CHICAGO - Chronic obstructive pulmonary disease is a powerful risk factor for in-hospital mortality or cardiogenic shock in patients presenting with ST-elevation MI, according to a large retrospective study.
The clinical inference is that the reduced cardiopulmonary reserve imposed by COPD – a disease often marked by pulmonary hypertension and right ventricular dysfunction – renders the circulatory system less capable of coping with the effects of an MI, Dr. Kohei Wakabayashi said at the annual scientific sessions of the American Heart Association.
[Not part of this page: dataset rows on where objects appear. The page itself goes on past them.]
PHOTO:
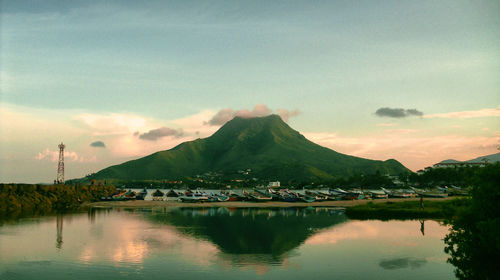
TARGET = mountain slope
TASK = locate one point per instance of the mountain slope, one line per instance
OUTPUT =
(266, 145)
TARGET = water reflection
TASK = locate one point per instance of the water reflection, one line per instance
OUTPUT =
(399, 263)
(251, 235)
(221, 243)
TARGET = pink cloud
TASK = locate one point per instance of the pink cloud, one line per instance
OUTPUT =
(411, 149)
(487, 112)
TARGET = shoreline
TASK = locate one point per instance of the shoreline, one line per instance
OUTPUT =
(247, 204)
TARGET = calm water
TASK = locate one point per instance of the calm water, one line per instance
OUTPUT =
(221, 243)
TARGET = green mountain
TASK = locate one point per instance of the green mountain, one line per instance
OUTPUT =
(266, 145)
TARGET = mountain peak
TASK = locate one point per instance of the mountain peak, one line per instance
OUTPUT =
(265, 145)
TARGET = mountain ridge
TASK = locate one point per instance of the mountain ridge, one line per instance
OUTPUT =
(490, 158)
(265, 145)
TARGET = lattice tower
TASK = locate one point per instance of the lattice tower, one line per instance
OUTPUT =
(60, 165)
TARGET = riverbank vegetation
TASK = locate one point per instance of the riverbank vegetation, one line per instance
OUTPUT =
(474, 239)
(27, 198)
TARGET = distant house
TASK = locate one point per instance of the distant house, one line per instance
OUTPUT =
(274, 184)
(458, 164)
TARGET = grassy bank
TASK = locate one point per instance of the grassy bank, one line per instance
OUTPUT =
(438, 209)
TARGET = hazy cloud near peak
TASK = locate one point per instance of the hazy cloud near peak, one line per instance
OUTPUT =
(260, 110)
(98, 144)
(158, 133)
(397, 112)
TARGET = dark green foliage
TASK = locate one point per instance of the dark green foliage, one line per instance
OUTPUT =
(435, 209)
(474, 240)
(458, 176)
(25, 198)
(267, 146)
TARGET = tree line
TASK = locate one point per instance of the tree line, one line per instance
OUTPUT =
(32, 198)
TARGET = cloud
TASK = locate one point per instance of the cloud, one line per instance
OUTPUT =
(486, 112)
(112, 124)
(98, 144)
(386, 124)
(285, 114)
(412, 148)
(260, 110)
(158, 133)
(397, 112)
(53, 155)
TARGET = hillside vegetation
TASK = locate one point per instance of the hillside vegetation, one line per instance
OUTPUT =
(266, 146)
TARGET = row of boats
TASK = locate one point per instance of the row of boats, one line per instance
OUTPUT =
(286, 195)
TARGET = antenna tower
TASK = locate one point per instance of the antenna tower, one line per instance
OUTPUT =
(60, 165)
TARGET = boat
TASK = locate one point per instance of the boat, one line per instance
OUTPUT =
(172, 193)
(378, 194)
(129, 195)
(235, 197)
(429, 194)
(397, 194)
(157, 195)
(307, 198)
(222, 198)
(141, 195)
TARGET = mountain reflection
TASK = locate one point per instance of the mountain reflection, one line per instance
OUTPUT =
(251, 235)
(402, 263)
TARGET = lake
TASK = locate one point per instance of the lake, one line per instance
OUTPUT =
(221, 243)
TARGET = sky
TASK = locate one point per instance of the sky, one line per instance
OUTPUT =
(417, 81)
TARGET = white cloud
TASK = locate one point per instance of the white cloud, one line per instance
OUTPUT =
(53, 155)
(112, 124)
(259, 110)
(415, 151)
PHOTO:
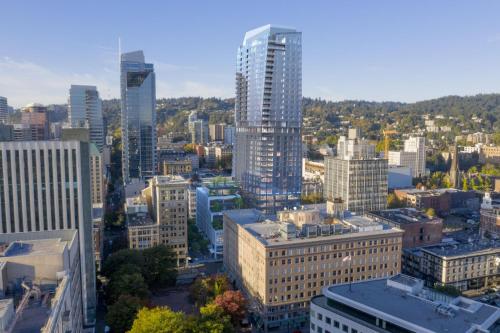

In a series of 3,249 patients who underwent emergent percutaneous coronary intervention for STEMI at Washington (D.C.) Hospital Center, 365 were known to have COPD. Their rate of in-hospital mortality or cardiogenic shock (24%) was substantially greater than in patients with no COPD (14%).
Patients with COPD were significantly older, were more often smokers and women, and had a higher prevalence of chronic renal insufficiency, hypertension, and diabetes. In a multivariate logistic regression analysis adjusted for these factors, COPD emerged as the single strongest independent predictor of in-hospital mortality or cardiogenic shock in patients undergoing PCI for STEMI, with an associated 83% increased risk.
The other independent predictors of in-hospital mortality or cardiogenic shock in STEMI patients were the number of diseased vessels, maximum creatine kinase value, and age, according to Dr. Wakabayashi of the center.
He declared having no relevant financial interests.